Seconds later, the hosts of the NBC broadcast, Al Roker and
Ann Curry, led the crowd of several hundred thousand in a
countdown to the tree lighting.
Finally, the moment came - 30,000 lights blazed over the
50-year-old Norway spruce sending New Yorkers and visitors,
myself included, into a cheering frenzy. It was truly magical
and well worth our frigid three-hour wait.
Before I returned to our hotel room for the night, I'd
hoped to speak with 79-year-old Frances Katkauskus of
Manchester, Conn., owner of this year's tree. I didn't get a
chance to meet her but managed to track her down by phone upon
my return home.
I told Frances about my article and the book I'd read as a
child. She said she was surprised the tree search team had
picked her spruce, one of several she and her late husband,
Adolph, planted in the yard of their home in 1953.

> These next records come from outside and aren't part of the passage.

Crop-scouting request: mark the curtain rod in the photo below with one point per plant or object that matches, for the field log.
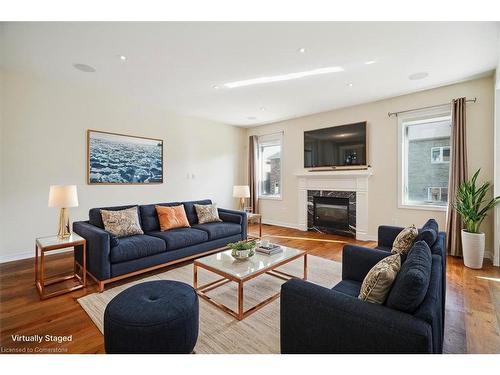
(431, 106)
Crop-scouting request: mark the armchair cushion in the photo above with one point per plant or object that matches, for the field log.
(428, 233)
(404, 240)
(95, 217)
(149, 216)
(357, 261)
(191, 211)
(122, 223)
(207, 213)
(378, 281)
(181, 237)
(219, 230)
(348, 287)
(412, 282)
(135, 247)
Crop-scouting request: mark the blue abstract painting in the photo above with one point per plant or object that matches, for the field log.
(123, 159)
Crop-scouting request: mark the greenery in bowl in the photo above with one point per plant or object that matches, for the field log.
(471, 203)
(242, 249)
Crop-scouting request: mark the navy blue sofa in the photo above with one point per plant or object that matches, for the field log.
(315, 319)
(111, 259)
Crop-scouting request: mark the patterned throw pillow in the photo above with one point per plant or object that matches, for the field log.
(404, 241)
(172, 217)
(122, 223)
(207, 213)
(377, 283)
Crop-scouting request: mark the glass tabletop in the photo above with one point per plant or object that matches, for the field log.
(241, 269)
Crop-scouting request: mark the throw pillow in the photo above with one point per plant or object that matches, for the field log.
(412, 282)
(122, 223)
(207, 213)
(378, 281)
(428, 233)
(172, 217)
(404, 240)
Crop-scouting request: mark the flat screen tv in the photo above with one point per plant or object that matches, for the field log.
(337, 146)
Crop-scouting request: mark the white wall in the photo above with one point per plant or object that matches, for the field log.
(43, 142)
(383, 152)
(496, 224)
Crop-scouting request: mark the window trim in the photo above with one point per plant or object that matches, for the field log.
(264, 139)
(403, 121)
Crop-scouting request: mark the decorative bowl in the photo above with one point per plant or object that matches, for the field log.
(243, 250)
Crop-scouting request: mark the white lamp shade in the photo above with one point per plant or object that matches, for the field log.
(241, 191)
(63, 196)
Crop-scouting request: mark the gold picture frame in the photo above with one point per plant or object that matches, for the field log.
(100, 171)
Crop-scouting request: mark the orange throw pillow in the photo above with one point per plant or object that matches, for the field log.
(172, 217)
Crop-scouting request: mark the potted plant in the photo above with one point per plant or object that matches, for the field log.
(242, 250)
(471, 205)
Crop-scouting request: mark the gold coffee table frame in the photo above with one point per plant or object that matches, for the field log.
(226, 278)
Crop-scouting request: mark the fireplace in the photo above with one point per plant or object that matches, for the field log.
(331, 212)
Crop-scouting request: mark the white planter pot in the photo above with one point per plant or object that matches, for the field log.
(473, 249)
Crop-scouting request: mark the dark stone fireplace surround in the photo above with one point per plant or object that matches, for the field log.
(350, 195)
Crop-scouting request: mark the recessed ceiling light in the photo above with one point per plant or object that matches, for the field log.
(84, 68)
(283, 77)
(419, 75)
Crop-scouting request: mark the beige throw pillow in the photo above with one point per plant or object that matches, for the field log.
(207, 213)
(378, 281)
(404, 241)
(122, 223)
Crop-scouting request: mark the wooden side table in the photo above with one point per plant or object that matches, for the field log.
(251, 217)
(50, 243)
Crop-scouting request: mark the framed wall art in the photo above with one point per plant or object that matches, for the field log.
(114, 158)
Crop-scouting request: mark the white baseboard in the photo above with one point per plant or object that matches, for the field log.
(360, 237)
(18, 256)
(281, 224)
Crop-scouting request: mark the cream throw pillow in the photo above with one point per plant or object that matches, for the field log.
(207, 213)
(378, 281)
(122, 223)
(404, 240)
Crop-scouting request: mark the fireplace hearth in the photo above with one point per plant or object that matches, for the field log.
(332, 212)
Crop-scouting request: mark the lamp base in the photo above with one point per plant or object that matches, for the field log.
(64, 230)
(242, 204)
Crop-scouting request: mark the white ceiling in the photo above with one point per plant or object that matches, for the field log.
(176, 65)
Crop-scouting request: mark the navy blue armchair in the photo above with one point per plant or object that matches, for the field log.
(315, 319)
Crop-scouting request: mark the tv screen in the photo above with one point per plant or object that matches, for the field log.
(337, 146)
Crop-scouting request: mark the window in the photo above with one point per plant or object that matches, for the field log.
(440, 155)
(269, 165)
(425, 159)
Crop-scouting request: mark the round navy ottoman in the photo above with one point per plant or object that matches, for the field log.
(152, 317)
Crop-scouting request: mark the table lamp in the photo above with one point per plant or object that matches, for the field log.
(242, 192)
(63, 197)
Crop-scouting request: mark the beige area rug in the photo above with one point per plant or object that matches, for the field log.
(219, 332)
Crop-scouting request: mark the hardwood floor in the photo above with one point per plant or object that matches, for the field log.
(472, 306)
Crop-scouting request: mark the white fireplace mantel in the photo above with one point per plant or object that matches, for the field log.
(340, 180)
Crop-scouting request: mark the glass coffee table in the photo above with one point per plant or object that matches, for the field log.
(241, 271)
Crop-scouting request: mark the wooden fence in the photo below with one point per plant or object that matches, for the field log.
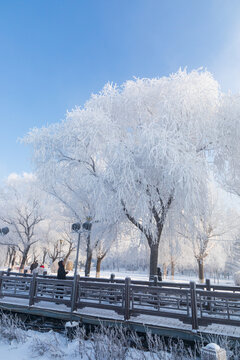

"They came along and said they'd like to measure it," she
said. "The tree was just growing down there, on the lawn. I
never looked at it as a Christmas tree."
More than 100 neighbours and friends gathered on Nov. 11 as
the tree was cut down, which Frances said "only took about two
minutes." But it took two days to bundle the sprawling
branches and haul the tree by "a great, huge truck" to New
London, Conn., where it was then transported by barge to Pier
84 in New York City.
Frances joined family and friends for the tree lighting
ceremony at Rockefeller Centre and was thrilled to know the
part her tree played in the event.
"I was astounded and overwhelmed," she said. "They really
did a wonderful job with it."
Frances was also proud to say that a slice of the giant
stump that remains on her lawn will be removed and given to
the Manchester Historical Society. The Rockefeller Centre team
will eventually replace her spruce with a red maple.
"There's a certain feeling of sadness but my husband would
have wanted this to happen," she said. "This is something
you're giving to the entire world."
I wished Frances a Merry Christmas and hung up, later
reflecting on how the Rockefeller Centre Christmas tree
lighting celebration has truly grown into a national tradition
- perhaps an international one.
In fact, I'd love to return with my husband next year,
maybe with our daughters. If not, there's no doubt we'll all
be glued to the television for next year's ceremony.